M. Lagleize, la trêve hivernale est un paradoxe : elle rend visible des sans-abri que personne ne voit pendant l'été. Le début de la trêve semble marquer l'éveil des consciences : les sans-abri apparaissent en novembre uniquement… Pour beaucoup de sans-abri, la fin de la trêve hivernale est source d'inquiétude, car ils craignent d'être abandonnés, de n'être plus « dans les radars ». Il n'y a pas de solution miracle. J'avais pensé, un temps, à adapter les trêves hivernales selon les territoires, mais c'est assez compliqué. Il faudrait les adapter en fonction du climat, ce qui se fait déjà, il me semble, à Strasbourg notamment, mais aussi en fonction des situations, car selon les régions, il y a des vraies inégalités sur le nombre de places d'hébergement : à Montpellier, elles sont inférieures de 30 % à celles disponibles à Toulouse. Nous devons avoir un regard vigilant sur ce sujet : il faut plus d'équité sur les territoires, c'est essentiel.

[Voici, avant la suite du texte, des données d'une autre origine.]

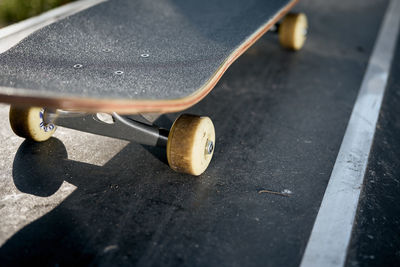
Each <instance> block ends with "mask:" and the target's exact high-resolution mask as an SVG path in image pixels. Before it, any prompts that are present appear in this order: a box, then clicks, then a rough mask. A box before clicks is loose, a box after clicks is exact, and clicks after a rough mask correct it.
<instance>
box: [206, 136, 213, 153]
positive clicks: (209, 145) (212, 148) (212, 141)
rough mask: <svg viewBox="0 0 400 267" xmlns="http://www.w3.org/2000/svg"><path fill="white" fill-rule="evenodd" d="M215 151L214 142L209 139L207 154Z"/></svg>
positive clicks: (206, 145)
mask: <svg viewBox="0 0 400 267" xmlns="http://www.w3.org/2000/svg"><path fill="white" fill-rule="evenodd" d="M213 151H214V143H213V141H211V140H207V143H206V154H208V155H210V154H211V153H212V152H213Z"/></svg>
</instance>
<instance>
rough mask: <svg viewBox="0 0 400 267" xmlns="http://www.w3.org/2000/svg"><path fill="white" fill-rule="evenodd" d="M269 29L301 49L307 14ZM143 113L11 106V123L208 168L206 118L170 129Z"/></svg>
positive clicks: (177, 164) (116, 71) (284, 19)
mask: <svg viewBox="0 0 400 267" xmlns="http://www.w3.org/2000/svg"><path fill="white" fill-rule="evenodd" d="M270 30H271V31H272V32H277V33H278V35H279V41H280V43H281V45H282V46H283V47H285V48H288V49H291V50H299V49H301V48H302V46H303V44H304V41H305V39H306V34H307V18H306V16H305V15H304V14H302V13H298V14H296V13H290V14H288V15H286V16H285V17H284V18H283V19H282V21H281V22H280V23H279V24H275V25H274V26H273V27H272V28H271V29H270ZM107 52H110V51H108V50H107ZM148 56H149V54H141V57H148ZM82 67H83V65H82V64H75V65H74V68H75V69H81V68H82ZM123 73H124V72H123V71H121V70H118V71H115V74H116V75H122V74H123ZM159 101H163V100H162V99H161V100H159ZM82 109H84V107H82ZM98 110H101V108H99V109H98ZM146 111H149V109H146ZM175 111H176V110H175ZM128 112H129V111H128ZM146 117H147V116H146V115H119V114H118V113H111V114H105V113H95V114H90V113H80V112H71V111H63V110H51V109H46V108H40V107H22V106H14V105H12V106H11V108H10V124H11V127H12V129H13V131H14V132H15V133H16V134H17V135H18V136H21V137H24V138H27V139H31V140H34V141H37V142H41V141H45V140H47V139H49V138H50V137H51V136H52V134H53V133H54V131H55V130H56V125H59V126H64V127H67V128H72V129H76V130H80V131H84V132H89V133H93V134H99V135H103V136H108V137H113V138H119V139H123V140H128V141H135V142H137V143H140V144H144V145H151V146H161V147H165V148H166V153H167V159H168V164H169V166H170V167H171V168H172V169H173V170H175V171H177V172H183V173H188V174H191V175H200V174H201V173H203V172H204V171H205V170H206V168H207V167H208V165H209V163H210V161H211V158H212V156H213V152H214V148H215V130H214V126H213V123H212V121H211V119H210V118H208V117H200V116H194V115H187V114H184V115H181V116H180V117H178V118H177V119H176V120H175V122H174V124H173V125H172V127H171V129H170V131H168V130H166V129H163V128H160V127H158V126H156V125H154V123H153V122H154V121H153V120H148V119H146Z"/></svg>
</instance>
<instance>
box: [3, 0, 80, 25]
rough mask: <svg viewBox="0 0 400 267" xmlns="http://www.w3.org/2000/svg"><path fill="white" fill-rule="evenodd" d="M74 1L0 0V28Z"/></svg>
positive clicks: (37, 14) (59, 0) (45, 0)
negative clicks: (61, 5)
mask: <svg viewBox="0 0 400 267" xmlns="http://www.w3.org/2000/svg"><path fill="white" fill-rule="evenodd" d="M73 1H75V0H0V27H4V26H6V25H9V24H12V23H15V22H18V21H21V20H24V19H26V18H29V17H32V16H35V15H38V14H40V13H42V12H44V11H47V10H49V9H52V8H54V7H57V6H61V5H63V4H66V3H69V2H73Z"/></svg>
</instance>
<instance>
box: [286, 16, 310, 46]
mask: <svg viewBox="0 0 400 267" xmlns="http://www.w3.org/2000/svg"><path fill="white" fill-rule="evenodd" d="M307 27H308V23H307V17H306V15H305V14H303V13H289V14H288V15H286V16H285V17H284V18H283V20H282V22H281V24H280V26H279V42H280V43H281V45H282V46H283V47H285V48H288V49H291V50H295V51H297V50H300V49H301V48H302V47H303V45H304V42H305V41H306V38H307Z"/></svg>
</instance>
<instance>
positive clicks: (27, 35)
mask: <svg viewBox="0 0 400 267" xmlns="http://www.w3.org/2000/svg"><path fill="white" fill-rule="evenodd" d="M104 1H106V0H80V1H76V2H72V3H69V4H66V5H63V6H61V7H58V8H55V9H52V10H50V11H47V12H45V13H43V14H41V15H39V16H36V17H33V18H30V19H26V20H24V21H21V22H18V23H15V24H12V25H10V26H7V27H5V28H2V29H0V53H3V52H5V51H7V50H8V49H10V48H11V47H13V46H14V45H16V44H17V43H19V42H20V41H21V40H22V39H24V38H25V37H27V36H28V35H30V34H31V33H33V32H35V31H37V30H39V29H41V28H43V27H45V26H47V25H49V24H51V23H53V22H56V21H58V20H60V19H63V18H65V17H68V16H71V15H73V14H75V13H78V12H80V11H82V10H84V9H87V8H89V7H92V6H94V5H97V4H99V3H101V2H104Z"/></svg>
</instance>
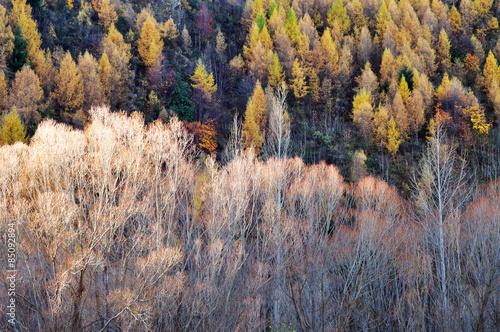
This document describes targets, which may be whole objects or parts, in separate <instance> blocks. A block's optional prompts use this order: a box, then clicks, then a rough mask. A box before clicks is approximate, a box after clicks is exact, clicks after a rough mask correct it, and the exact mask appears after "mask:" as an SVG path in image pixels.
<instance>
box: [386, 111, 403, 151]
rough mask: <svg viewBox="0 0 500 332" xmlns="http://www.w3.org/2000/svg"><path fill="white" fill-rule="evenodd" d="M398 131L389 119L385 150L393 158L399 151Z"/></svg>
mask: <svg viewBox="0 0 500 332" xmlns="http://www.w3.org/2000/svg"><path fill="white" fill-rule="evenodd" d="M399 136H400V134H399V130H398V128H397V126H396V121H394V118H393V117H391V119H390V120H389V124H388V126H387V145H386V148H387V150H388V151H389V152H390V153H391V154H392V155H393V156H394V155H395V154H396V152H398V150H399V145H400V144H401V142H402V140H400V139H399Z"/></svg>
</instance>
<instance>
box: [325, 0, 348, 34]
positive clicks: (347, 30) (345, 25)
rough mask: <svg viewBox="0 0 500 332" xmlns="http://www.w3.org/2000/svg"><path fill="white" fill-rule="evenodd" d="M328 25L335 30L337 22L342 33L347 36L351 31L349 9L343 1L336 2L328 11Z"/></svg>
mask: <svg viewBox="0 0 500 332" xmlns="http://www.w3.org/2000/svg"><path fill="white" fill-rule="evenodd" d="M327 15H328V19H327V21H328V25H329V26H330V28H333V26H334V23H335V22H337V24H338V26H339V28H340V32H341V33H342V34H344V35H345V34H346V33H348V32H349V30H350V29H351V20H350V19H349V15H347V9H346V8H345V7H344V4H343V2H342V0H336V1H335V2H334V3H333V4H332V6H331V7H330V9H329V10H328V13H327Z"/></svg>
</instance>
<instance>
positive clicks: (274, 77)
mask: <svg viewBox="0 0 500 332" xmlns="http://www.w3.org/2000/svg"><path fill="white" fill-rule="evenodd" d="M284 79H285V72H284V71H283V67H282V66H281V64H280V59H279V57H278V53H276V52H274V55H273V62H272V63H271V66H269V84H270V85H271V86H272V87H277V86H278V85H280V84H281V82H283V80H284Z"/></svg>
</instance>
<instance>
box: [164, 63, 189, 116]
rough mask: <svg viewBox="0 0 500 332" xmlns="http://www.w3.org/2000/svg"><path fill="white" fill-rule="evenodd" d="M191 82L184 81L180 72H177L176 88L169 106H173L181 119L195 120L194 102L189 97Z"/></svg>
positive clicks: (170, 99)
mask: <svg viewBox="0 0 500 332" xmlns="http://www.w3.org/2000/svg"><path fill="white" fill-rule="evenodd" d="M188 89H189V84H187V83H186V82H184V81H182V79H181V75H180V73H177V81H176V83H175V88H174V90H173V91H172V94H171V95H170V98H169V100H168V103H167V106H168V107H170V108H172V109H173V110H174V111H175V112H176V113H177V115H178V116H179V119H180V120H183V121H188V122H192V121H194V103H193V101H192V100H191V99H190V98H189V97H188Z"/></svg>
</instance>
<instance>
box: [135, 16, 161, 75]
mask: <svg viewBox="0 0 500 332" xmlns="http://www.w3.org/2000/svg"><path fill="white" fill-rule="evenodd" d="M162 50H163V41H162V40H161V38H160V33H159V32H158V30H157V29H156V27H155V25H154V23H153V21H152V20H151V18H150V17H148V18H147V19H146V22H144V25H143V26H142V30H141V38H140V39H139V41H138V42H137V51H138V52H139V55H140V57H141V59H142V61H143V62H144V64H145V65H146V66H147V67H151V66H152V65H153V64H154V61H155V59H156V57H157V56H158V55H159V54H160V53H161V51H162Z"/></svg>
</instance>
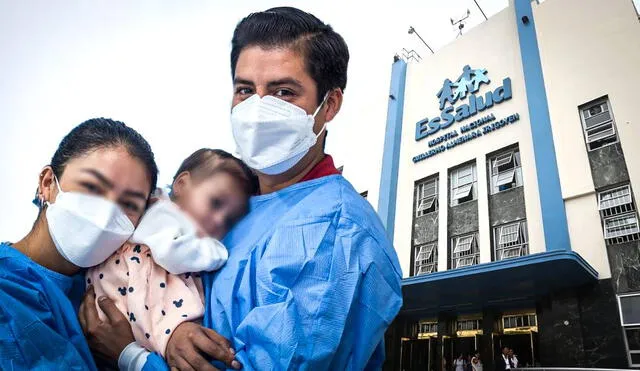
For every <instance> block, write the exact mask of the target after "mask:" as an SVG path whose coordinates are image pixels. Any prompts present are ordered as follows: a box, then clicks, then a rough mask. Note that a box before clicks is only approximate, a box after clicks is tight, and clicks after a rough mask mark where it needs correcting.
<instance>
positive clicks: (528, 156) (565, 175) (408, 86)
mask: <svg viewBox="0 0 640 371" xmlns="http://www.w3.org/2000/svg"><path fill="white" fill-rule="evenodd" d="M532 6H533V12H534V18H535V22H536V30H537V37H538V45H539V50H540V56H541V61H542V70H543V74H544V80H545V88H546V94H547V99H548V105H549V114H550V118H551V124H552V130H553V137H554V138H553V139H554V143H555V149H556V156H557V161H558V163H557V166H558V170H559V175H560V182H561V187H562V197H563V199H564V201H565V208H566V212H567V219H568V229H569V234H570V240H571V249H572V250H573V251H575V252H577V253H578V254H580V255H581V256H582V257H583V258H584V259H585V260H586V261H587V262H588V263H589V264H590V265H591V266H592V267H594V268H595V269H596V270H597V271H598V273H599V278H600V279H605V278H610V277H611V271H610V268H609V262H608V258H607V250H606V247H605V241H604V238H603V232H602V226H601V221H600V215H599V210H598V203H597V195H596V192H595V189H594V184H593V180H592V175H591V169H590V166H589V160H588V157H587V149H586V146H585V138H584V135H583V129H582V122H581V117H580V114H579V110H578V107H579V106H581V105H583V104H585V103H587V102H590V101H592V100H594V99H597V98H600V97H603V96H608V98H609V102H610V106H611V109H612V111H613V115H614V118H615V124H616V127H617V132H618V138H619V141H620V142H621V145H622V148H623V151H624V155H625V158H626V164H627V168H628V172H629V178H630V180H631V185H632V187H633V191H634V193H635V198H636V200H637V199H638V196H640V164H639V162H638V161H640V146H638V144H640V127H639V125H640V115H639V114H638V113H637V109H638V104H639V103H638V98H637V97H638V95H637V93H636V90H637V89H638V88H639V87H640V71H639V70H638V68H639V66H640V41H639V40H640V22H638V18H637V15H636V12H635V10H634V8H633V5H632V3H631V1H629V0H612V1H603V0H585V1H583V0H548V1H545V2H543V3H541V4H536V3H535V2H534V3H533V4H532ZM514 11H515V10H514V7H513V4H511V6H510V7H508V8H507V9H505V10H504V11H502V12H500V13H499V14H497V15H495V16H494V17H492V18H491V19H490V20H489V21H487V22H485V23H484V24H482V25H480V26H478V27H476V28H475V29H473V30H472V31H470V32H469V33H468V34H466V35H463V36H462V37H460V38H459V39H457V40H456V41H455V42H454V43H452V44H450V45H448V46H446V47H445V48H443V49H441V50H439V51H438V52H437V53H436V54H434V55H431V56H428V57H425V58H424V59H423V60H422V61H421V62H420V63H411V64H409V66H408V70H407V76H406V87H405V101H404V113H403V115H404V116H403V123H402V139H401V153H400V166H399V173H398V188H397V199H396V217H395V231H394V246H395V248H396V250H397V252H398V256H399V259H400V263H401V266H402V270H403V272H404V276H405V277H408V276H409V272H410V266H411V264H412V261H413V259H414V257H413V256H411V245H412V241H411V239H412V229H413V220H414V219H413V216H414V212H415V211H414V199H413V198H414V184H415V182H416V181H418V180H421V179H423V178H426V177H429V176H432V175H435V174H437V175H438V177H439V186H438V189H439V208H438V211H437V212H438V219H439V233H438V271H444V270H446V269H447V266H448V262H447V259H448V256H449V254H448V241H449V239H450V238H451V237H452V236H448V235H447V218H448V215H447V213H448V207H447V206H448V199H449V198H448V192H449V187H448V181H447V179H448V175H449V170H450V169H451V168H454V167H456V166H458V165H460V164H463V163H466V162H468V161H475V164H476V169H477V185H478V188H477V192H478V215H479V218H478V230H479V236H478V242H479V248H480V263H487V262H490V261H491V249H492V246H491V234H492V233H493V232H492V230H491V227H490V223H489V202H488V195H489V189H488V181H487V170H486V169H487V154H489V153H492V152H494V151H496V150H499V149H501V148H504V147H507V146H510V145H513V144H516V143H517V144H518V146H519V151H520V158H521V162H522V179H523V183H524V198H525V207H526V217H527V224H528V237H529V238H528V239H529V254H535V253H541V252H545V251H546V247H545V239H544V231H543V225H542V212H541V206H540V201H539V200H540V197H539V193H538V192H539V190H538V179H537V173H536V163H535V158H534V148H533V145H534V144H533V140H532V134H531V125H534V124H535V123H531V122H530V120H529V112H528V104H527V97H526V92H525V81H524V73H523V69H522V61H521V52H520V45H519V40H518V30H517V24H516V18H515V16H514ZM559 15H562V17H560V16H559ZM613 56H615V57H613ZM620 56H624V57H623V58H620ZM465 65H469V66H471V68H473V69H477V68H483V69H486V70H487V76H488V77H489V79H490V80H491V82H490V84H488V85H487V84H482V85H481V86H480V89H479V91H478V92H477V95H478V96H484V94H485V93H486V92H488V91H493V90H495V89H496V88H498V87H499V86H501V85H502V81H503V79H504V78H507V77H508V78H510V79H511V88H512V98H511V99H510V100H507V101H503V102H501V103H500V104H495V105H494V106H493V107H492V108H489V109H487V110H485V111H483V112H480V113H478V114H477V115H475V116H472V117H469V118H467V119H465V120H464V121H461V122H455V123H453V125H451V126H450V127H448V128H446V129H442V130H440V131H438V132H437V133H435V134H433V135H431V136H429V137H427V138H425V139H422V140H420V141H416V139H415V136H416V123H417V122H418V121H420V120H423V119H425V118H432V117H436V116H440V109H439V100H438V98H437V97H436V93H437V92H438V91H439V90H440V89H441V88H442V86H443V80H444V79H446V78H449V79H451V80H452V81H455V79H456V78H457V77H458V76H459V75H460V73H461V71H462V68H463V67H464V66H465ZM461 103H466V102H465V101H459V102H458V103H456V105H454V106H457V105H459V104H461ZM515 113H517V114H519V118H520V119H519V121H517V122H515V123H512V124H510V125H508V126H505V127H503V128H501V129H499V130H496V131H493V132H491V133H488V134H485V135H483V136H482V137H479V138H476V139H474V140H471V141H469V142H466V143H462V144H460V145H457V146H456V147H454V148H451V149H448V150H446V151H444V152H442V153H439V154H437V155H435V156H433V157H430V158H427V159H424V160H422V161H419V162H417V163H414V162H413V161H412V159H413V158H414V156H417V155H419V154H421V153H424V152H426V151H428V150H429V149H431V148H430V147H429V145H428V142H429V141H430V140H432V139H435V138H437V137H438V136H440V135H443V134H445V133H447V132H450V131H452V130H454V129H455V130H457V131H458V132H460V130H459V129H460V127H462V126H464V125H466V124H469V123H471V122H473V121H474V120H477V119H479V118H481V117H484V116H486V115H487V114H493V115H494V116H495V117H496V119H497V120H500V119H502V118H505V117H508V116H510V115H512V114H515ZM435 147H437V146H434V147H432V148H435ZM634 185H637V186H634Z"/></svg>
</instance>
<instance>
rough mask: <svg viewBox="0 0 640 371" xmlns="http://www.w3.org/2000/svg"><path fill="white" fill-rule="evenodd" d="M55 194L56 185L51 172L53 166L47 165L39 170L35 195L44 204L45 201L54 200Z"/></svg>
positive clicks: (55, 195) (54, 197)
mask: <svg viewBox="0 0 640 371" xmlns="http://www.w3.org/2000/svg"><path fill="white" fill-rule="evenodd" d="M58 180H59V179H58ZM57 195H58V185H57V184H56V179H55V174H54V173H53V168H52V167H51V166H50V165H47V166H45V167H44V168H43V169H42V171H40V175H39V176H38V195H37V197H38V198H39V199H40V200H41V201H42V203H43V204H44V202H45V201H49V202H55V201H56V196H57Z"/></svg>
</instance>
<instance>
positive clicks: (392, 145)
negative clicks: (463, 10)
mask: <svg viewBox="0 0 640 371" xmlns="http://www.w3.org/2000/svg"><path fill="white" fill-rule="evenodd" d="M639 92H640V21H639V17H638V13H637V10H636V9H635V8H634V5H633V3H632V1H631V0H546V1H543V2H537V1H529V0H510V1H509V5H508V7H507V8H505V9H504V10H503V11H501V12H500V13H497V14H496V15H494V16H493V17H491V18H489V19H488V20H487V21H486V22H484V23H482V24H480V25H479V26H477V27H475V28H474V29H472V30H470V31H469V32H468V33H466V34H464V35H462V36H460V37H458V38H457V39H456V40H455V41H453V42H452V43H450V44H449V45H447V46H445V47H443V48H441V49H440V50H437V51H436V52H435V53H434V54H432V55H428V56H424V58H423V59H422V60H421V61H419V62H415V61H404V60H402V59H399V58H396V60H395V61H394V63H393V65H392V68H391V87H390V91H389V99H388V113H387V121H386V133H385V144H384V155H383V164H382V174H381V180H380V199H379V204H378V212H379V214H380V216H381V218H382V220H383V222H384V223H385V225H386V227H387V230H388V232H389V234H390V236H391V238H392V240H393V243H394V246H395V249H396V251H397V254H398V257H399V260H400V265H401V267H402V271H403V280H402V293H403V298H404V304H403V307H402V309H401V311H400V313H399V315H398V317H397V318H396V320H395V321H394V323H393V324H392V325H391V327H390V328H389V330H388V331H387V333H386V336H385V344H386V355H387V360H386V363H385V369H386V370H405V371H409V370H438V371H440V370H442V369H443V363H444V362H446V365H447V366H446V369H447V370H451V369H452V368H451V364H452V362H453V360H454V359H455V358H456V357H457V356H458V355H459V354H460V353H471V352H474V351H475V350H478V351H479V352H480V354H481V358H482V360H483V363H484V368H485V370H490V369H493V367H494V360H495V359H496V358H497V357H498V355H499V352H500V348H501V347H502V346H509V347H511V348H513V349H514V351H515V353H516V354H517V357H518V359H519V363H520V366H521V367H524V366H543V367H565V366H571V367H576V366H577V367H599V368H630V367H640V226H639V220H638V206H639V202H640V94H639Z"/></svg>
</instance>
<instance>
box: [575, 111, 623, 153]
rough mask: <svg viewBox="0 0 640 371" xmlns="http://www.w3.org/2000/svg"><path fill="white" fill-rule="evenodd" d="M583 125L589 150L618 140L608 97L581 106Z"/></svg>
mask: <svg viewBox="0 0 640 371" xmlns="http://www.w3.org/2000/svg"><path fill="white" fill-rule="evenodd" d="M580 115H581V116H582V127H583V130H584V136H585V139H586V141H587V147H588V148H589V151H593V150H594V149H598V148H600V147H603V146H606V145H608V144H611V143H615V142H617V141H618V136H617V135H616V127H615V123H614V121H613V115H612V114H611V109H610V106H609V101H608V100H607V98H604V99H598V100H596V101H594V102H591V103H588V104H586V105H584V106H582V107H580Z"/></svg>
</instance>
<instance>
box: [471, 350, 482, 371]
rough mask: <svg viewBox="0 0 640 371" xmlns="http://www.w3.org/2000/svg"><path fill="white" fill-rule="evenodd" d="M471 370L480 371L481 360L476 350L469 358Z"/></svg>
mask: <svg viewBox="0 0 640 371" xmlns="http://www.w3.org/2000/svg"><path fill="white" fill-rule="evenodd" d="M471 371H482V361H480V352H477V351H476V353H475V354H474V355H473V358H471Z"/></svg>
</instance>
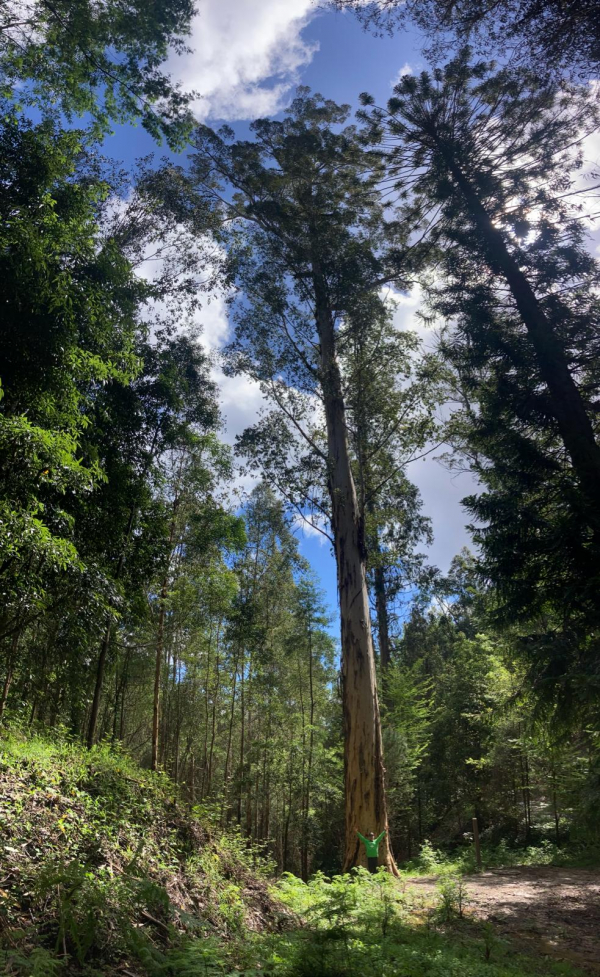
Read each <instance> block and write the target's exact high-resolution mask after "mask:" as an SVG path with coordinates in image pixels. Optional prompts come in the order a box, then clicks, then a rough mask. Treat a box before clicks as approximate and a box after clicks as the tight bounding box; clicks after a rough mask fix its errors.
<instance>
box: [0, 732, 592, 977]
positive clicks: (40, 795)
mask: <svg viewBox="0 0 600 977" xmlns="http://www.w3.org/2000/svg"><path fill="white" fill-rule="evenodd" d="M0 745H1V749H2V756H1V761H0V789H1V790H0V793H1V807H0V842H1V851H0V873H1V874H0V940H1V958H0V959H1V966H2V972H3V973H6V974H10V975H23V977H54V975H58V977H63V975H71V974H73V975H81V977H92V975H95V977H108V975H124V977H176V975H177V977H217V975H219V977H234V975H236V977H239V975H244V977H258V975H270V977H363V975H364V974H369V975H370V977H480V975H481V977H483V975H485V977H525V975H528V977H529V975H537V974H539V975H540V977H541V975H553V974H556V975H563V977H567V975H572V977H574V975H576V974H577V973H578V971H577V970H575V969H573V968H571V967H569V966H567V965H564V964H552V963H551V962H550V961H548V960H547V959H541V958H533V957H531V956H523V955H522V954H521V953H519V952H518V951H517V950H516V949H515V947H514V946H511V945H510V944H508V943H506V942H505V941H503V940H502V939H500V938H499V937H498V935H497V934H496V933H495V931H494V930H493V928H492V927H491V926H490V925H489V924H481V923H476V922H474V921H472V920H471V921H470V920H469V919H468V918H463V917H462V914H461V908H462V907H461V894H460V886H458V888H457V884H456V883H452V882H448V881H446V882H445V883H442V885H441V887H440V889H439V891H438V892H437V893H436V894H435V896H434V898H433V899H432V900H430V901H429V902H428V903H426V902H425V901H424V900H423V899H422V898H421V897H417V896H415V895H414V893H411V890H410V889H409V888H407V887H406V886H405V885H404V884H403V883H402V881H400V882H398V881H396V880H394V879H392V878H391V877H389V876H387V875H385V874H384V873H381V874H379V875H377V876H375V877H372V876H369V875H368V874H367V873H364V872H362V871H361V872H357V873H354V874H351V875H349V876H345V877H336V878H333V879H329V878H326V877H325V876H322V875H317V876H316V877H315V878H314V879H312V880H311V882H310V883H308V884H304V883H302V882H301V881H299V880H298V879H296V878H295V877H294V876H290V875H286V876H284V877H283V878H281V879H279V880H275V879H273V878H270V877H269V865H268V863H266V862H262V863H261V861H260V859H259V858H257V857H256V853H253V852H251V851H249V850H248V848H247V846H246V845H245V843H244V842H243V841H242V839H240V838H239V837H238V836H237V835H236V834H226V833H223V832H222V831H220V830H219V829H217V828H216V827H215V825H214V824H211V822H210V818H209V817H208V816H207V812H206V811H204V812H202V811H199V810H189V809H188V808H186V807H185V806H184V805H183V804H182V803H181V801H180V800H179V799H178V798H177V796H176V793H175V791H174V788H173V785H172V784H171V782H170V781H169V780H168V778H167V777H165V776H164V775H154V774H150V773H148V772H147V771H143V770H141V769H139V768H138V767H137V766H135V765H134V764H133V763H132V762H131V761H130V760H129V759H128V758H127V757H126V756H125V755H124V754H123V753H120V752H115V751H114V750H110V749H108V748H107V747H99V748H96V749H94V750H93V751H91V752H88V751H86V750H84V749H82V748H81V747H80V746H79V745H75V744H72V743H69V742H68V741H67V740H65V739H62V740H61V739H60V738H55V739H53V740H50V739H46V738H44V737H39V736H32V737H29V736H24V735H23V734H21V733H19V732H18V731H13V732H12V733H5V734H4V736H3V738H2V741H1V744H0Z"/></svg>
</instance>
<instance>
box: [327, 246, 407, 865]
mask: <svg viewBox="0 0 600 977" xmlns="http://www.w3.org/2000/svg"><path fill="white" fill-rule="evenodd" d="M312 274H313V287H314V295H315V314H316V321H317V329H318V332H319V340H320V346H321V382H322V389H323V399H324V407H325V420H326V425H327V449H328V451H327V453H328V469H329V470H328V483H329V484H328V487H329V494H330V498H331V510H332V529H333V538H334V549H335V556H336V563H337V579H338V593H339V601H340V616H341V630H342V634H341V643H342V703H343V713H344V787H345V851H344V871H348V870H349V869H350V868H352V867H353V866H355V865H366V854H365V850H364V845H362V844H361V842H360V839H359V838H358V835H357V831H360V832H361V833H362V834H365V833H366V832H369V831H374V832H375V834H376V835H378V834H380V832H382V831H384V830H385V832H386V834H385V837H384V839H383V841H382V843H381V847H380V862H381V864H383V865H385V866H386V867H387V868H388V870H389V871H391V872H393V873H394V874H397V868H396V865H395V862H394V858H393V855H392V851H391V848H390V844H389V837H388V834H387V829H388V822H387V810H386V799H385V783H384V766H383V743H382V737H381V721H380V716H379V702H378V698H377V680H376V675H375V653H374V648H373V639H372V635H371V626H370V609H369V595H368V590H367V580H366V552H365V541H364V525H363V521H362V519H361V518H360V512H359V505H358V500H357V496H356V489H355V485H354V479H353V476H352V467H351V463H350V452H349V449H348V436H347V429H346V419H345V407H344V399H343V392H342V381H341V375H340V370H339V365H338V362H337V358H336V351H335V326H334V319H333V314H332V311H331V308H330V305H329V302H328V295H327V284H326V280H325V277H324V275H323V274H322V272H321V270H320V268H319V265H318V263H317V261H315V260H313V269H312Z"/></svg>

M. Adam, sur l'accueil des sans-abri et de leurs animaux de compagnie, un amendement a été adopté dans le cadre de la discussion de la loi dite « ELAN » : les centres d'hébergement doivent désormais prendre en compte les spécificités des sans-abri et notamment la présence d'un animal de compagnie. Il est compliqué d'obliger par la loi tous les centres d'hébergement à avoir un dispositif d'accueil des animaux de compagnie, en raison de la grande diversité des centres et de leurs bâtis. J'espère toutefois que cet amendement symbolique permettra une prise de conscience : aujourd'hui, un sans-abri avec un chien n'appelle plus le 115. On ne peut pas le contraindre à se séparer de son chien, il faut absolument le comprendre. J'ai senti, à travers les auditions menées pendant quatre mois, que cela commençait à être pris en compte. Cela peut faire partie du cahier des charges du futur plan d'humanisation, je vais le proposer. Mais il y a aussi des spécificités selon les territoires, pour lesquelles je n'ai pas d'explication : à Strasbourg, par exemple, il y a très peu de sans-abri avec des chiens.